Tra i simboli muratori ve ne sono
alcuni che mi colpiscono ed altri che mi lasciano piuttosto freddo.
Sono i due estremi che posso
identificare da una parte nell’Oriente Eterno e dall’altra nella
Melagrana.
Il simbolo è qualcosa che mette in
movimento certe nostre energie che poi il Rito (personale o di gruppo
o di una certa Istituzione) deve incanalare.

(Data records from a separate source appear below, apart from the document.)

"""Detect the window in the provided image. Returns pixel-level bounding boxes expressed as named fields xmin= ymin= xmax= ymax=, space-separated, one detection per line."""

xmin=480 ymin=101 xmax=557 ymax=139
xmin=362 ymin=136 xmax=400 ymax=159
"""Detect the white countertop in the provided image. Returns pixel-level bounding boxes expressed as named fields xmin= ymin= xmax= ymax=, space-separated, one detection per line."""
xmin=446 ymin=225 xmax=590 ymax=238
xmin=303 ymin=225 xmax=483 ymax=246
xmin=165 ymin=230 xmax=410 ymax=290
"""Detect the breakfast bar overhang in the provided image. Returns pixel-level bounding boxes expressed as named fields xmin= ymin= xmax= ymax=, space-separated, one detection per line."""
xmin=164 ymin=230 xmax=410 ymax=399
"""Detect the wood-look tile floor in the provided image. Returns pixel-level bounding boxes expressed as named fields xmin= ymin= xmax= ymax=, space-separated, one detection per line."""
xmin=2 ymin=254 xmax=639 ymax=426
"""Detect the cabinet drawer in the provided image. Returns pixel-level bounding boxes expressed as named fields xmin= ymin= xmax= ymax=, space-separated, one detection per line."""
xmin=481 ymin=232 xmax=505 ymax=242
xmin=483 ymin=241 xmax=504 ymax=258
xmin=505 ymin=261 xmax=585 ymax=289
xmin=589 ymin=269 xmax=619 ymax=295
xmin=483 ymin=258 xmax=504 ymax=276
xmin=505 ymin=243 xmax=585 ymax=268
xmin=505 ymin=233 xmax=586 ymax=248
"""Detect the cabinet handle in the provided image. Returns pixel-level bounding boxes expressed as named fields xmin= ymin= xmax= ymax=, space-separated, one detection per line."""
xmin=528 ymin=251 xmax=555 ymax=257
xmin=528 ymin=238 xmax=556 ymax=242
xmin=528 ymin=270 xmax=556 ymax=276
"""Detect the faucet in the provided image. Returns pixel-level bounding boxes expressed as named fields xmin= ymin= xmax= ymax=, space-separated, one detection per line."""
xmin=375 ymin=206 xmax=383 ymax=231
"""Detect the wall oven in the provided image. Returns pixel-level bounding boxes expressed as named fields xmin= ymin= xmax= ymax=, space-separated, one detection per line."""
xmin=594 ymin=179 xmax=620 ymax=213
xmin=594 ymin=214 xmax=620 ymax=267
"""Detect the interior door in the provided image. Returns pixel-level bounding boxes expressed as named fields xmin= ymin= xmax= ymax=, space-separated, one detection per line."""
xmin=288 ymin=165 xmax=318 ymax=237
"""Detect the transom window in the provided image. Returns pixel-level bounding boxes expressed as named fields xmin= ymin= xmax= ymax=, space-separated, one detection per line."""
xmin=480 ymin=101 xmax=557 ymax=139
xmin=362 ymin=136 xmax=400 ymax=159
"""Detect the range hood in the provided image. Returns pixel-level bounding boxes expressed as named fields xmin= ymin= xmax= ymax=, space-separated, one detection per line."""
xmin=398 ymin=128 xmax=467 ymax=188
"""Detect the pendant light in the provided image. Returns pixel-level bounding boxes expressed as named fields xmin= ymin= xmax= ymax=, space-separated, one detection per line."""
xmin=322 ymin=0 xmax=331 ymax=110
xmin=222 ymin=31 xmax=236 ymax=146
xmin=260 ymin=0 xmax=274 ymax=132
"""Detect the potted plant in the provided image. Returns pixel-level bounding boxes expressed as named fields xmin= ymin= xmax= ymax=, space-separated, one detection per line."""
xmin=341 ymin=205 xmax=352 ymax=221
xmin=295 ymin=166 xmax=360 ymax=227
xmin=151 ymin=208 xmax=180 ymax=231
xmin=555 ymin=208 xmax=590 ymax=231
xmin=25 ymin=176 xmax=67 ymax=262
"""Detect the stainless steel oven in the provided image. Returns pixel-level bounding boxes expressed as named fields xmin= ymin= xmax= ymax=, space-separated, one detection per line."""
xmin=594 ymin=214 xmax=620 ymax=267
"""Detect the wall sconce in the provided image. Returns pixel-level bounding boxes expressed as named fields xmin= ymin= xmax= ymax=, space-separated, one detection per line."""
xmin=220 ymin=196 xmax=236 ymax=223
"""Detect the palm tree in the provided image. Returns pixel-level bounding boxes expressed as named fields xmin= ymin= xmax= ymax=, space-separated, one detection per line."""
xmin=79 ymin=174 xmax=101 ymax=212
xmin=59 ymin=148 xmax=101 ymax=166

Se il simbolo non ci colpisce allora
mette in moto poca o nessuna energia.
Il simbolo della melagrana non mi ha
mai colpito più di tanto.
Sì, indica la fratellanza e lo stare
assieme. Ma, appunto, stare assieme non vuol necessariamente dire
fratellanza. I semi son vicini gli uni agli altri, ciascuno protetto
da una scorza dura, quasi vicini e allo stesso tempo separati. Tutto il frutto è protetto da una scorza ancora
più dura, che protege e separa, quasi che i semi fossero in una specie di forno della vita
che protegge i germi delle future vite.
Ma è un simbolo che non sento, non mi
colpisce.
Forse mi colpì l’aforisma di Gibran. Parla
un seme di melagrana e dice della confusione che vi regna: ogni seme
vuol sempre dire la sua. Quel seme alla fine lascia la melagrana per
la mela cotogna: solo cinque semi e tutti silenziosi.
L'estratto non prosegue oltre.